Ideally, clients should have large volumes of translation memories, dictionaries and glossaries. However, often clients will come to us with little or no data at all. Other machine translation vendors cannot customize a system without data provided by clients, but with Advance Data Manufacturing, we are able to overcome this challenge.

High quality translation memories will always help to deliver greater quality more quickly, but when they are not available, Language Studio™ Linguists will work with clients to create a set of bilingual data through the use of data analysis and generation tools. The data that is created is focused around key linguistic building blocks associated with the customization of an engine for a specific language pair, domain, target audience, purpose and writing style. Custom engines created with manufactured data are immediately available for use. Manufacturing data gives clients a head start with a quality machine translation system that will continue to mature and improve over time.

Where possible, client validation of manufactured data is leveraged to ensure quality and fine tune any issues. Language Studio™ Linguists will discuss with clients their level of involvement at the start of the project and then tailor the Customization Training Plan around the agreed level of client involvement.

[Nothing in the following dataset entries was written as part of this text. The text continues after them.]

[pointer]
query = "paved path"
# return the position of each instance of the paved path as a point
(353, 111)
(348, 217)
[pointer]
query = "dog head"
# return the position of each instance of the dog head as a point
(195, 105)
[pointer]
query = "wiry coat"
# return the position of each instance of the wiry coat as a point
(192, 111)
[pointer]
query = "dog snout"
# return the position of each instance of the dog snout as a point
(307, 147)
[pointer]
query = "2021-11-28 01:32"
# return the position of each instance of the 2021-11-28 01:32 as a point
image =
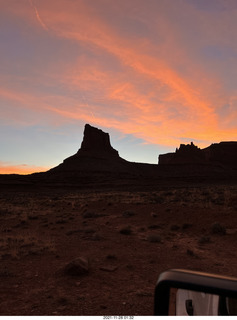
(118, 317)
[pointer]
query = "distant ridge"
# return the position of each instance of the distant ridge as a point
(218, 154)
(98, 163)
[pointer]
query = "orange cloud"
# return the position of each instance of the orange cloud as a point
(173, 106)
(7, 168)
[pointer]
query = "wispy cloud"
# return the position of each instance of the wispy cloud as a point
(43, 25)
(9, 168)
(157, 70)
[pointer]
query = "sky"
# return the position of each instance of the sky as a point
(151, 73)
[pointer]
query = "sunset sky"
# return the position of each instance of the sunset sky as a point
(151, 73)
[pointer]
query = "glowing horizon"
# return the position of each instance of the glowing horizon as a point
(152, 74)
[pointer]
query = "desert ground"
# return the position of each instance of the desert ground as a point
(122, 238)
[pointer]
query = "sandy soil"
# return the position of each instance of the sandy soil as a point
(128, 239)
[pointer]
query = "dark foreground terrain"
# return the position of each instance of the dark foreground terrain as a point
(124, 238)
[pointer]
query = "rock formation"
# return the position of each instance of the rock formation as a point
(222, 154)
(96, 143)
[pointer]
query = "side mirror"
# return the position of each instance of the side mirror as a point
(183, 292)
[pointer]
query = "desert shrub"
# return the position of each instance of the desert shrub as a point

WARNING! Some machine vendors claim to be able to customize a high quality engine with as little as 10,000 sentences.

Try it for yourself and see the difference that such a minimal amount of data has on translation quality. Looking at this from another perspective, if the same 10,000 sentences were used as translation memories in a TMS platform like memoQ or XTM, will have very little impact on the translation project as there simply is not sufficient data to match new translations against. SMT requires even more data to be effective.

The S in SMT stands for Statistical and SMT is all about statistical data and which data is most statistically relevant. If the machine translation vendor has 3 million sentences in their baseline data, your 10,000 sentences will have almost no statistical relevance at all and impact on translation quality will be almost unnoticeable.

Put simply, without creating or sourcing high-quality in-domain data that has enough volume to be statistically relevant, a low quality engine should be the expected outcome.